One component of the bird tour we took was supposed to be by boat out to some islands in a large lake where birds concentrated. No lake. We took a van along a track that was supposed to be under three feet of water by mid-July. Waterbirds in Belize, however, are patient souls, and they were all out there clustered in the puddles left over from the last rainy season. Dozens of Jabiru, a spectacular species of stork, huddled about glumly, commiserating. Limpkins and white ibis, wood storks and roseate spoonbills watched jacanas stomp around on solid ground, their long toes for walking on waterweeds getting in the way.
We did experience one brief storm. We were in the outdoor bar when one of those momentary tropical cloudbursts struck. Sheets of rain too dense to see through were accompanied by wind, thunder, and lightning as God tried to quench hell. It was absolutely exhilarating but did nothing to ease the water shortage.
Humid or not, the air was hot. When the air conditioner in our room made noises like someone had thrown marbles in it, the maintenance folk put us in another room while they fixed it.
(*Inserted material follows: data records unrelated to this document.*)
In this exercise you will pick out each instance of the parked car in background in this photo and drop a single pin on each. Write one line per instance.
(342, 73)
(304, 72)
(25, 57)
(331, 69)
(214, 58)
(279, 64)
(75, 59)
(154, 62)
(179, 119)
Room? Nay, a whole cottage. Like most buildings, it has no V-shaped eaves such as all our houses have. Regular eaves invite hurricanes to get up under and rip the roof off. The high conical ceiling was made of strips of varnished wood of many kinds; red, brown, tan, yellow…all gorgeously finished. Indeed the whole interior was of magnificent wood.
Not unusual. You build cheapest by using local native materials, and Belize was formerly British Honduras. We have all heard of the king of wood, Honduras mahogany.